Forward-Looking Information

This document may contain "forward-looking information" within the meaning of Canadian securities laws ("forward-looking information"). This forward-looking information is given as of the date of this document.

Forward-looking information relates to future events or future performance and reflects Simavita management's expectations or beliefs regarding future events and includes, but is not limited to, information with respect to the integration of Simavita and Simavita Holdings following the transaction, the implementation of the resulting company's business plans and strategy, availability of cash flow to fund capital requirements, availability of financing, and success of market penetration and growth of market share. Assumptions upon which such forward-looking information is based include that Simavita will be able to successfully integrate with Simavita Holdings following completion of the transaction and that Simavita will be able to successfully execute on its business plans. Many of these assumptions are based on factors and events that are not within the control of Simavita and there is no assurance they will prove to be correct.

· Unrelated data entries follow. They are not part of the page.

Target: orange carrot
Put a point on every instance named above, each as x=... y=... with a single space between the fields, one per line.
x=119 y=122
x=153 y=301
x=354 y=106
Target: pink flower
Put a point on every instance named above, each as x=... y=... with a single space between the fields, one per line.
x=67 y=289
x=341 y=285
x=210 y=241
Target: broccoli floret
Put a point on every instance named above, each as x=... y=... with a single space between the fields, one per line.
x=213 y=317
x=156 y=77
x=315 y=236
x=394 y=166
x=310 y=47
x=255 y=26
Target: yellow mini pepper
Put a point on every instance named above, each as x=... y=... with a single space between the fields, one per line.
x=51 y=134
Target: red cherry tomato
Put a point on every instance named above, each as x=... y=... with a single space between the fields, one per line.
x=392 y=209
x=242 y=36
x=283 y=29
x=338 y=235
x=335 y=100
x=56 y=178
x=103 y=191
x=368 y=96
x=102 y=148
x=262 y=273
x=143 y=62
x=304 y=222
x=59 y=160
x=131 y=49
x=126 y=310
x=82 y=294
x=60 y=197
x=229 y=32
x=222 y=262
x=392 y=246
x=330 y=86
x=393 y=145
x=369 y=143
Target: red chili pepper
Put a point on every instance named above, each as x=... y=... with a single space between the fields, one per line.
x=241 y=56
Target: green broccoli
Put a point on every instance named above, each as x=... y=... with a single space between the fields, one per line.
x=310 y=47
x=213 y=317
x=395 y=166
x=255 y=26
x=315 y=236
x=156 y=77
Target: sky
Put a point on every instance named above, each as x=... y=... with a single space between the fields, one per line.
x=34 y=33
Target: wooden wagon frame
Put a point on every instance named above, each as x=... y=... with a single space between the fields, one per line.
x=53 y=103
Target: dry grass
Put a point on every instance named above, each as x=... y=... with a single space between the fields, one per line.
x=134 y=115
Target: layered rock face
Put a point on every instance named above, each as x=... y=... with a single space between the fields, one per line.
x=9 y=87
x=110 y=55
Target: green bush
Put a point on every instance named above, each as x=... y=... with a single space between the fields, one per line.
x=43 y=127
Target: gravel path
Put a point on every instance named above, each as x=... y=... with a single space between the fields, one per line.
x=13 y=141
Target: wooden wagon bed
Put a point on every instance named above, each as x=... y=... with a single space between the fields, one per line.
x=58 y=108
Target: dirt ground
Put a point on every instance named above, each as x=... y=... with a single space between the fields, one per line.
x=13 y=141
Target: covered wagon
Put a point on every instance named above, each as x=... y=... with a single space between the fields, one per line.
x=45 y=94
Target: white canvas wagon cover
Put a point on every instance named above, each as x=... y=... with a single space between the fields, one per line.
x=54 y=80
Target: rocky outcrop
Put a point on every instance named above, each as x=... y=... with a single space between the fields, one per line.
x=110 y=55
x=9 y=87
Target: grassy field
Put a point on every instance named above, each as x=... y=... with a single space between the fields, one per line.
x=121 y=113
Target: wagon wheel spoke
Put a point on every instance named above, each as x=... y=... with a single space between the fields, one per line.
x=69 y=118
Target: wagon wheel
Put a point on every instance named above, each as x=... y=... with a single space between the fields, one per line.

In certain cases, forward-looking information can be identified by the use of words such as "plans", "expects" or "does not expect", "is expected", "budget", "potential", "scheduled", "estimates", "forecasts", "intends", "anticipates" or "does not anticipate", or "believes", or variations of such words and phrases or information that certain actions, events or results "may", "could", "would", "might" or "will be taken", "occur" or "be achieved" or the negative of these terms or comparable terminology. By its very nature forward-looking information involves known and unknown risks, uncertainties and other factors which may cause the actual results, performance or achievements of Simavita to be materially different from any future results, performance or achievements expressed or implied by the forward-looking information. Such factors include, among others, risks related to actual results of current business activities; changes in business plans and strategy as plans continue to be refined; other risks of the medical devices and technology industry; delays in obtaining governmental approvals or financing or in the completion of development activities; as well as those factors detailed from time to time in Simavita's interim and annual financial statements and management's discussion and analysis of those statements. Although Simavita has attempted to identify important factors that could cause actual actions, events or results to differ materially from those described in forward-looking information, there may be other factors that cause actions, events or results not to be as anticipated, estimated or intended. Simavita provides no assurance that forward-looking information will prove to be accurate, as actual results and future events could differ materially from those anticipated in such information. Accordingly, readers should not place undue reliance on forward-looking information.